The petitioners had argued that the all-India ranking was given in the NEET exam, which postulates that every candidate should get the same question paper. On 23 July, Union Human Resource Development minister Prakash Javadekar said that vernacular question papers for the NEET will be a mere translation of the question paper in English. In an additional development in the matter, the Supreme Court on Tuesday considered the submission of the Centre that it was willing to include Urdu as a language in the NEET, the common entrance test for admission into medical courses, from academic session 2018-19 onwards. A bench, headed by Justices Dipak Misra, noted the submission made by Solicitor General Ranjit Kumar, appearing for the Centre, that it was not opposed to conducting the National Eligibility cum Entrance Test in Urdu medium also from 2018. The solicitor general had on March 31 told the apex court that a students' body seeking conduct of the NEET in Urdu language had accused the Centre of being "communal". Certainly, this cannot be the case since many aspirants from a community are not well-versed enough in Urdu to the extent of taking a national-level competitive exam in the language.

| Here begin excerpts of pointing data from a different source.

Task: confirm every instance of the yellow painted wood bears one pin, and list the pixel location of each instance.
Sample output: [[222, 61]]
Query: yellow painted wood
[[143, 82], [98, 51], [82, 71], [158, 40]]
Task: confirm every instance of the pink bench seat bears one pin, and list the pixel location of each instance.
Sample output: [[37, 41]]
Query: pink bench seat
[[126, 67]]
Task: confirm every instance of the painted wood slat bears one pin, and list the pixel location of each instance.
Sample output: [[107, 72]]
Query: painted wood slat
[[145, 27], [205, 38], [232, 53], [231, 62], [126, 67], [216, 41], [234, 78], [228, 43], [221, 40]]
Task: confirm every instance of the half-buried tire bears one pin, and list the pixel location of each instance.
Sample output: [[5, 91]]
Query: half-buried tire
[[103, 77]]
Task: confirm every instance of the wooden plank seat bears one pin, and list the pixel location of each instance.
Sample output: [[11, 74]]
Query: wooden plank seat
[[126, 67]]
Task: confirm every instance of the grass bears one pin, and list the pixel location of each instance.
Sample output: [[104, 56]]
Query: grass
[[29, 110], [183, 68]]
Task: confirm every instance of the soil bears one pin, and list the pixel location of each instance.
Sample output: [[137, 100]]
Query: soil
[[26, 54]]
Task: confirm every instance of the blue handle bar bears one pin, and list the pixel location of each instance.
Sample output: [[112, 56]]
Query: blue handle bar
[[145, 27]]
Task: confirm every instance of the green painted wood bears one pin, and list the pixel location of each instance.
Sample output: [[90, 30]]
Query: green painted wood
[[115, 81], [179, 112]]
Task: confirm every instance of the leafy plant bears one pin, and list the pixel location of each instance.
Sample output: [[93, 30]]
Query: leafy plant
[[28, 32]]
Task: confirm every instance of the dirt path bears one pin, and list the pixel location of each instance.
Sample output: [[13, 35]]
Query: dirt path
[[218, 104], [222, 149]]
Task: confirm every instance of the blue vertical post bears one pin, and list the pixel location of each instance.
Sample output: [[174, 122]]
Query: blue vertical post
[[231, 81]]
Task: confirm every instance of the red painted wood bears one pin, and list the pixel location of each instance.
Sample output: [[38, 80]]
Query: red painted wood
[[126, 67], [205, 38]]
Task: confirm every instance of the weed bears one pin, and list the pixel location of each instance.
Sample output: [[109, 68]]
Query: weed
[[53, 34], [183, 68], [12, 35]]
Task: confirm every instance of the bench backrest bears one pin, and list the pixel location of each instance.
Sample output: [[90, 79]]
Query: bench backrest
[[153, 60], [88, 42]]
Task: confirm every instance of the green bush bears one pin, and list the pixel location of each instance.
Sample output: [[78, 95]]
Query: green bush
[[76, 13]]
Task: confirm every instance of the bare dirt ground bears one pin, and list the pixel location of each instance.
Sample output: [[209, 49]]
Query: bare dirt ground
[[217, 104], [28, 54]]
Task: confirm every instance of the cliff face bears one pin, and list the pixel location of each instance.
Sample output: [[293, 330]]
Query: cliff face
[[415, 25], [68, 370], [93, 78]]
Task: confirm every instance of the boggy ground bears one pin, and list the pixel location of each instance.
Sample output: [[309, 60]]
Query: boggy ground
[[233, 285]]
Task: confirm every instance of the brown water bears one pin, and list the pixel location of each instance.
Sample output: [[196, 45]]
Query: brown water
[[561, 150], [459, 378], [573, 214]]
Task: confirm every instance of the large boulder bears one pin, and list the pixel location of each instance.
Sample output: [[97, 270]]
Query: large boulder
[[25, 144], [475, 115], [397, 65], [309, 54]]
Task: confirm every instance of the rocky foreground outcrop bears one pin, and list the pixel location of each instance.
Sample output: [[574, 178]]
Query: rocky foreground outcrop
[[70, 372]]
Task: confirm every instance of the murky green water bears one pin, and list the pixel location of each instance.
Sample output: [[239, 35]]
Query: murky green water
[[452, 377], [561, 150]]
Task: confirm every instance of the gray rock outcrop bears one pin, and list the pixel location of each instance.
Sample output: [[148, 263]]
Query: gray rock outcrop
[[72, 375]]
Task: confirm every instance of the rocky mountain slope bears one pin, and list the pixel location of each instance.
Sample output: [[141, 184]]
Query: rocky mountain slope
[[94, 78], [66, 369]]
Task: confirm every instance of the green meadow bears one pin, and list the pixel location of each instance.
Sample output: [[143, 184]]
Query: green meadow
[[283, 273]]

At present, the test is conducted in ten languages — Hindi, English, Gujarati, Marathi, Oriya, Bengali, Assamese, Telegu, Tamil, and Kannada. Whether or not NEET should be scrapped due to its inherent anomalies, remains a debate for another time. But for now, it urgently needs some fixing, beginning with being truly a common test for all examinees. There is no dispute in conducting the test in different languages for the convenience of aspirants from different lingual backgrounds. But there is no justification for having different questions for different language papers and carrying it out as a 'national' test.